Monday, July 17, 2017

just to be sure

Teoman had a bad night of sleep last night.  His pain is very stressful for us as parents.  He didn’t want to get up in the morning, but I pushed him because I needed him to eat and take his medicine.  I had to carry Teoman down stairs and he laid on the chair swing letting his Babaanne feed him.  By 10am, Tolga had arranged by phone a call to the doctor, a place to get an ultrasound, and our cousin to pick us up and take us there.

Anne told me Hakan could take us because he had said “If there is anything, even small, call me and I will help.”  Maybe I’m the dramatic one for believing him.  Or maybe, helping was connecting us to a doctor he knows.  It didn’t really matter in the end - our cousin, Gokalp abi, came and brought us to the hospital.  Gokalp abi is about 65 years old and lives in Istanbul.  He vacationed here without his wife and has been rotating between our house and our uncle’s house on the beach.  As at true Turk, he cried when he heard of Teoman’s surgery and he was happy to jump in and help.  

We decided to take off his bandages before we left.  We were supposed to take them off yesterday - and the plan was for him to take a shower and do it then - but he had gotten too tired and asked to do it today.  And now today came and he wasn't feeling up for much of anything.  I had to be a bit hard with him, and I said it’s either me or the doctor.  He was afraid of the pain, and I know that feeling.  I put him in the shower to wash and soften the bandages, and with the first real pull he smiled and said, “That didn’t hurt!”  Actually, I knew it did - at the tips and near the surgery spots - but not as much as he imagined, so he was pretty pleased.  

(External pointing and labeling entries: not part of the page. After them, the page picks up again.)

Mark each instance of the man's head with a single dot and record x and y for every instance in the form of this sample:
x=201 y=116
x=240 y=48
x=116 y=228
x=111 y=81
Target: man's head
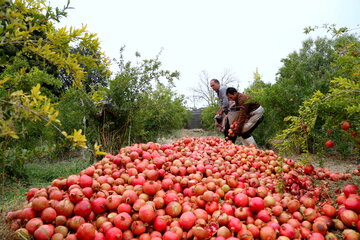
x=231 y=93
x=215 y=84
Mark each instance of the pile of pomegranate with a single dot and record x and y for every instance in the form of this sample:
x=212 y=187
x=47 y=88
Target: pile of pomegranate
x=194 y=188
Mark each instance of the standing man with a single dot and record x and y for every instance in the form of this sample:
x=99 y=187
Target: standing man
x=224 y=107
x=250 y=115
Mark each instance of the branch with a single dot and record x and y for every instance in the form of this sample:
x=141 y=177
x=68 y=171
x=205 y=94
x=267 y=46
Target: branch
x=3 y=43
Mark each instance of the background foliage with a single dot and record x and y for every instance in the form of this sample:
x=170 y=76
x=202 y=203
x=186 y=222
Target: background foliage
x=316 y=89
x=59 y=78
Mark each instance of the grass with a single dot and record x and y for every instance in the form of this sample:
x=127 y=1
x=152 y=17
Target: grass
x=40 y=174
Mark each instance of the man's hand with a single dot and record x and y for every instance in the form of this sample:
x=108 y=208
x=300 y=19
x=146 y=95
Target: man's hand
x=221 y=111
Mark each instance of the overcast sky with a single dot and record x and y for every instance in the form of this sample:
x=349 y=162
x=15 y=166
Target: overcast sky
x=209 y=35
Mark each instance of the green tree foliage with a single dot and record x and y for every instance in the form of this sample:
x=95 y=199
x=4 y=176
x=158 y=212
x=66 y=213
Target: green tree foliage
x=304 y=72
x=33 y=54
x=139 y=106
x=320 y=116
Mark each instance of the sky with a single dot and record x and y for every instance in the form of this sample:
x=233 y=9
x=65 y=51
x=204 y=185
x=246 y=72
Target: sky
x=214 y=36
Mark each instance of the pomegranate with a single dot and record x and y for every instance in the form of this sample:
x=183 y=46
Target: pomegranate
x=86 y=231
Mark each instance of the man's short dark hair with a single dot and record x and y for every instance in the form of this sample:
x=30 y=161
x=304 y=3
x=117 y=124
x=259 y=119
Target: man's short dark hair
x=231 y=91
x=215 y=81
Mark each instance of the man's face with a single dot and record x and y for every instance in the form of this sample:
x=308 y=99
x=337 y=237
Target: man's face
x=214 y=86
x=231 y=96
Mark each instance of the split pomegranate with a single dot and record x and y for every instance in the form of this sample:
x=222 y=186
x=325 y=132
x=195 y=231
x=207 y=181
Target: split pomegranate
x=194 y=188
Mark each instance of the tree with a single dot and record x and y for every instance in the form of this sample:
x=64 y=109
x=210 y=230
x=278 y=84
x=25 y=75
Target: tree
x=320 y=116
x=33 y=54
x=303 y=72
x=203 y=91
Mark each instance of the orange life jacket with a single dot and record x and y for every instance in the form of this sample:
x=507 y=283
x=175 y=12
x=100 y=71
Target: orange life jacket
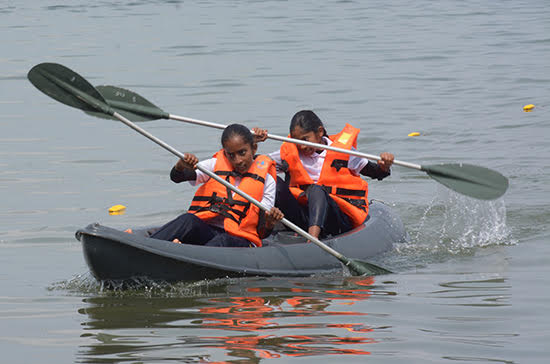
x=240 y=216
x=349 y=191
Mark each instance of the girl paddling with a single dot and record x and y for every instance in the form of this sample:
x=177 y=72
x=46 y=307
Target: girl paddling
x=217 y=216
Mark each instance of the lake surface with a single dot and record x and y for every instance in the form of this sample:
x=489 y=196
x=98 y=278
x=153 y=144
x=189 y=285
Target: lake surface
x=469 y=287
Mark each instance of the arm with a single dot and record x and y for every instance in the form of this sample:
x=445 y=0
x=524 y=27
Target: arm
x=379 y=170
x=267 y=221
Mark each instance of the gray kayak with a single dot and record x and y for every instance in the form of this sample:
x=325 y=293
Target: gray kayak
x=113 y=255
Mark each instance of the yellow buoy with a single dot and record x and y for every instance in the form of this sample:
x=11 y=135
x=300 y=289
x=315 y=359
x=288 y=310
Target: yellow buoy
x=528 y=108
x=117 y=210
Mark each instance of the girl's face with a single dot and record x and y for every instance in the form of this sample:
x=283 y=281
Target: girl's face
x=308 y=136
x=239 y=153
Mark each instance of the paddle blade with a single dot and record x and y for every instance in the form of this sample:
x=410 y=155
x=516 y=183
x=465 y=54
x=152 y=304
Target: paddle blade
x=67 y=87
x=131 y=105
x=474 y=181
x=360 y=268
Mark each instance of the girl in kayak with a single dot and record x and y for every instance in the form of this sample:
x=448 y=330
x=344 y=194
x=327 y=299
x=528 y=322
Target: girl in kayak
x=323 y=191
x=217 y=216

We went to the semi-private hospital - which means, it gives government insurance discounts or you can use your own private insurance.  Either way - all the hospitals in Kusadasi are depressing.  Especially the ERs - people are coming in afraid and injured.  The doctors and nurses are overworked, the injured are waiting, and the stress and fear levels are tangible.  Private hospitals are a little bit better, but not much - here you see the sunburnt vacationers trickling in - falling down stairs, something dropped on a foot, dehydrated, Turkish tummy, and so on.  


We went up for the doctor, went down for the ultrasound, back up for an emergency request from the doctor, back down and waiting for Teoman to have the urge to pee - and then they did the ultrasound.  Asking a 5 year old boy to hold his pee is torture.  The doctor saw a few things, but she identified everything as normal - and we went back to the pediatrician to confirm it.  Just gas.   According to my friend and nurse whom I text constantly with medical questions, they put a lot of air in the belly during surgery, and it’s a painful recovery.  We were relieved to hear to was nothing serious.